Planetary collisional process is one of the most important physical processes in the solar system, especially for the planetary formation process in the solar nebulae. Because of the importance of the physical process and the implications for the origin of asteroids and other small bodies, impact disruption experiments have been conducted for several decades, and rocky materials such as basalt and glass etc. were used for these impact experiments. Then, the impact strength defined by the specific energy (Q) necessary for the catastrophic disruption was obtained for these rocky materials, and most of the impact experiments were conducted by head-on collisions, so that the impact strength was usually applicable only for the head-on collision. However, collisions among planetary bodies are well known to be not only head-on collision but also oblique collision, and actually the impact angle of 45 degrees is the most probable impact angle in the solar system. Therefore, it is necessary to study the impact strength for the oblique impact and to clarify the effect of oblique impact on the collisional disruption of rocky bodies.
In this study, we conducted the impact experiments of quartz glass at the impact angle from 90 (head-on collision) to 0 (glancing impact) degrees, and studied the effect of oblique impacts on the degree of disruption and the ejection velocity of the ejecta fragments. We used quartz glass spheres with the size of 5cm and 8cm for the target, and a polycarbonate spherical projectile with the size of 4.75mm was launched at the impact velocity from 2 to 6km/s. The oblique impact was made at 15 to 90 degrees at 4.3km/s under the vacuum condition of 20Pa. After the impact, all the impact fragments were recovered to measure each weight in order to construct the size distribution of these fragments.

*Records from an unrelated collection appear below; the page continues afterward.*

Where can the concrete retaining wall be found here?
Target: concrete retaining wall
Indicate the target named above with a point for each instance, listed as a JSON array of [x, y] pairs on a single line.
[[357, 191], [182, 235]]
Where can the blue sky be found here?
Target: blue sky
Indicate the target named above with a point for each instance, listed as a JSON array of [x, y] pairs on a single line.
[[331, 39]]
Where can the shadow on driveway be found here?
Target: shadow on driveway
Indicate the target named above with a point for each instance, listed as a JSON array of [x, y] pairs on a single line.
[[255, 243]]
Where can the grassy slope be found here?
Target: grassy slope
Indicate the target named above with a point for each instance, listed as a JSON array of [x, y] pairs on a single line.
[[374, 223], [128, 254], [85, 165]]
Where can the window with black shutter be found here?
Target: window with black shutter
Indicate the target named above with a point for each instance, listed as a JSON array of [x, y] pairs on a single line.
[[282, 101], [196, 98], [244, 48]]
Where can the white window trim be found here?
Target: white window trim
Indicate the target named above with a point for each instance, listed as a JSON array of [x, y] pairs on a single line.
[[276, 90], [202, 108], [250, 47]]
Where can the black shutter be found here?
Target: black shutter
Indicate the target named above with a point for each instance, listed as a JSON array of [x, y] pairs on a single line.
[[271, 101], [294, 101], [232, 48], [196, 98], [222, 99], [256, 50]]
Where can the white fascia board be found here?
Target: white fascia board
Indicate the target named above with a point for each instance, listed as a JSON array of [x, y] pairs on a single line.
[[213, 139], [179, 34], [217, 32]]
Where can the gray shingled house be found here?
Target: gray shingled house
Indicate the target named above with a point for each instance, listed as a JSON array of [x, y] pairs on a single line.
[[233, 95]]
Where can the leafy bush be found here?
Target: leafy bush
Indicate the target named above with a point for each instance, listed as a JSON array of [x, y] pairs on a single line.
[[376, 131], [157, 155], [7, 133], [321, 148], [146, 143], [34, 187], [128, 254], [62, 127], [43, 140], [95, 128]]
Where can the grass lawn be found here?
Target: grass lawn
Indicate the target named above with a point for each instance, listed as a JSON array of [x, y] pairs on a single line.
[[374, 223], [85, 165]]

We found that the largest fragment mass was almost constant at the impact angle from 90 to 60 degrees, and it suddenly decreased from 60 to 45 degrees for the 5cm target, and then gradually increased up to 15 degrees: the largest fragment mass at 45 degrees was one order of magnitude larger that obtained from the impact between 90 and 60 degrees. Although the impact strength could be strongly affected by the impact angle at the high obliquity smaller than 45 degrees, the modified specific energy (Q_c) defined by the normal component of the impact velocity on the impact surface was an appropriate parameter to scale the impact angle on the degree of the impact disruption, then the impact strength (Q*) could be refined by using this modified specific energy, Q_c: The obtained impact strength defied by Q_c including the oblique impacts is 1110 J/kg for the quartz glass. We also found a very unique feature on the quartz glass during the disruption, that is, the severe disruption and high velocity ejecta was discovered at the antipodal region. The mass of disrupted fragments originated from the antipodal region was almost same as that was originated from the cratered region near the impact site. This might be caused by the severe concentration of the shock wave at the antipodal region and it would be reflected on the free surface with the perfectly spherical shape of the quartz glass. But, further research would be necessary to understand this unique features discovered at the antipode.